I totally understand what you are saying. My earthly father was passive, therefore he let my mother and step mother run the homes and he was silent. He even let sexual abuse go on and yet turned his back. This caused me to become a dominating women and I ruled our home. As I became closure to the father, I realized that I did not have reverance for Him. I had to forgive my dad and ask for forgiveness and I also had to do the same with my husband. This in turn caused me to revence the my Father more. If it had not been for Jesus, I would of never seen this. He not only healed my heart, he sent women to me that were struggling with the same thing. I am so blessed that women heeded the call that the Lord has for each of us and that is to minister to each other. I am who I am today because of beautiful friends, near or far. We hold each other up.
Tanya- Amen! Praise the Lord great things HE does and is doing.
First, Bajanpoet left you another comment on that post 😉
I didn’t have an earthly dad, as you know. And God has done the same in me too. My view of men changed dramatically when I met the Lord.
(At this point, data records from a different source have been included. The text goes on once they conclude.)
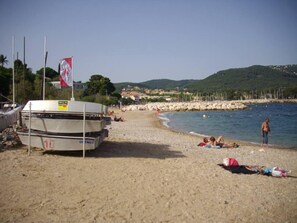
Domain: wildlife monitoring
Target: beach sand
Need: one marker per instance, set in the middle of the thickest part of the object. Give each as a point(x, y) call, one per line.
point(144, 172)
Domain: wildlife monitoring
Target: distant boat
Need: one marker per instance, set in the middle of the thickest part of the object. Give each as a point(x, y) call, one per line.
point(64, 125)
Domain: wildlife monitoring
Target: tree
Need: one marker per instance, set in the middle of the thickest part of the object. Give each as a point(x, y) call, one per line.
point(99, 85)
point(5, 79)
point(3, 60)
point(49, 73)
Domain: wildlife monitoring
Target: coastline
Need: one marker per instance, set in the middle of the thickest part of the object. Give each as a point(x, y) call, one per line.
point(203, 105)
point(144, 172)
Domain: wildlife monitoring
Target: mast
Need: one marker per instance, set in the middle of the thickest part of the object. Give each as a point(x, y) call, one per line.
point(13, 88)
point(44, 53)
point(72, 97)
point(24, 68)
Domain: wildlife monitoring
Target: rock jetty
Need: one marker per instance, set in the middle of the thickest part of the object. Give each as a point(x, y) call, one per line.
point(188, 106)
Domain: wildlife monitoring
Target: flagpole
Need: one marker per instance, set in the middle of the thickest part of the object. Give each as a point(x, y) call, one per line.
point(72, 98)
point(44, 53)
point(13, 88)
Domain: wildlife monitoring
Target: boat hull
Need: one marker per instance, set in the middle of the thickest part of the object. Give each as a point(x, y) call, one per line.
point(62, 142)
point(64, 106)
point(64, 125)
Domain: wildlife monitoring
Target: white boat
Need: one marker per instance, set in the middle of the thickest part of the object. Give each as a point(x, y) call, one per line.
point(64, 116)
point(56, 142)
point(64, 125)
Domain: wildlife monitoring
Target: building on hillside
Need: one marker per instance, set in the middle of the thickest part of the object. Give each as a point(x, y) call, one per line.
point(76, 85)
My testify tuesday story actually just happened. I was driving Kota home from school and he was saying he slept good last night. For a few nights in a row he hadn’t slept well at all. Waking up every hour, struggling to get back to sleep. I told him the last couple weeks that had been happening to me at night too. I said after a couple nights I realized the Lord was really trying to get me to hear him. He said…like Daniel? 🙂 I said after I realized this I started listening. Although it still took me several more nights to really hear Him…I finally did. Kota asked what HE said… I told him that God just wanted me to go out and spend a little time with Him. “That’s what He told you mom?” Yup! “WOW! I am soooo gonna listen next time!” “Are you waking up at night anymore mom?” “Only when I haven’t spent time with God. He really wants our company Kota.”
It was such a great moment!!!
Tam- I love how God opens doors for us to pass down our heritage in Christ to our children, precious! and I know about getting woke up to read my Bible, and spend some time with HIM..how sweet that HE wants to spend time with us!
Darla,
Thank you for sharing that! You sound like me. 😉 I know that twinge you speak of.
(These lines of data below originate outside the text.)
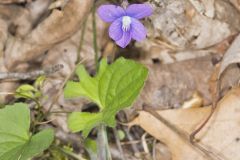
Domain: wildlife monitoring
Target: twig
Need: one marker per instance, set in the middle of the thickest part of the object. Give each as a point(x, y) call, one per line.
point(183, 135)
point(118, 143)
point(30, 75)
point(102, 143)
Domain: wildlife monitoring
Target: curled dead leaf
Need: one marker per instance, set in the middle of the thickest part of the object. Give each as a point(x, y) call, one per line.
point(218, 140)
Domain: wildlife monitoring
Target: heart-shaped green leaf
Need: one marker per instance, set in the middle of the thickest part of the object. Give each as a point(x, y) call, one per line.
point(16, 143)
point(115, 87)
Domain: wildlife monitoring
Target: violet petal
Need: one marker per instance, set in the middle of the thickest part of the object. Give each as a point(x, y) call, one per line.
point(139, 11)
point(115, 30)
point(109, 13)
point(125, 40)
point(138, 31)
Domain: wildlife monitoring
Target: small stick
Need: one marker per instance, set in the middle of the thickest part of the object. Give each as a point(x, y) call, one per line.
point(31, 75)
point(215, 98)
point(118, 143)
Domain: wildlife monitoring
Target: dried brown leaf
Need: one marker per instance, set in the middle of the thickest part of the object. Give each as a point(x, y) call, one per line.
point(218, 140)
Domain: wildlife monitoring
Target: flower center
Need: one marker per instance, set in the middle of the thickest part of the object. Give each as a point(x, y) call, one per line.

I watch Jake with the boys sometimes and I think “I wonder how that feels to them? To be having a great time with their dad. To know that their dad loves them and will always be there. To know that they have a GOOD great dad.” I don’t know how that feels, to have the good kind of dad love. I only know twisted dad love, and that’s love you can live without. 😉 Amen! 😆
There is this song that I heard in church a hundred times when I was younger. I haven’t heard it in forever, and I can’t remember exactly how it goes, but everytime we sang it, it reminded me that God is my Father and he will NOT let me down and he will always be there for me. I love knowing that. But evenstill, the longing for an earthly daddy never leaves I don’t think.
Hey, when are you coming out here this summer? Is it set already?
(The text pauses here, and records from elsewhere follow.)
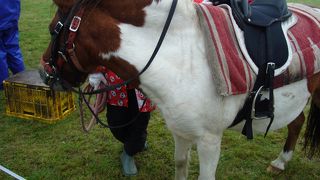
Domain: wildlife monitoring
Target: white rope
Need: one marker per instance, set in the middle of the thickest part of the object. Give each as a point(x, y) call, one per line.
point(11, 173)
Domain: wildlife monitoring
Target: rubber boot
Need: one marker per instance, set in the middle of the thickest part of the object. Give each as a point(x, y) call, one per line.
point(128, 165)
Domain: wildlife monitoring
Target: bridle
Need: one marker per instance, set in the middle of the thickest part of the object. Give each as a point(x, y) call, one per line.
point(65, 53)
point(51, 74)
point(51, 68)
Oh yes Ma’am it’s set. June 25th!!!! It can’t get here quick enough either!!!
Well, first, when Tam let me know that Darla’s written about me in her blog I just had to come check it out 😉 I’m awestruck (AGAIN) at God. WOW – I didn’t know… just spoke out what I saw in my spirit… YAY GOD!
Now, my testimony…. where should I start? Man, I don’t want to write it out again – yeah I’m that lazy. LOL Anyway, go to http://bajanpoet.wordpress.com/2008/02/24/stepping-out-in-faith/
to read my last foray into faith with God 😀
I feel very fortunate that I had a great earthly father. i am still trying to be a good example of a father. With my Heavenly Father’s help I will.
Thanks for all the comments on testifying! you all rock!!
Bajanpoet- I rejoice with you! and saying a prayer that you will always hear HIS voice so clearly, you have encouraged me greatly in the name of the Lord!
Tam-you know I love you girl!
Brandy/Papa- hope everyone is starting to feel better..always love your input 🙂
What a great idea! Testimony Tuesday. It is neat getting to hear or rather read your story. I have been blessed.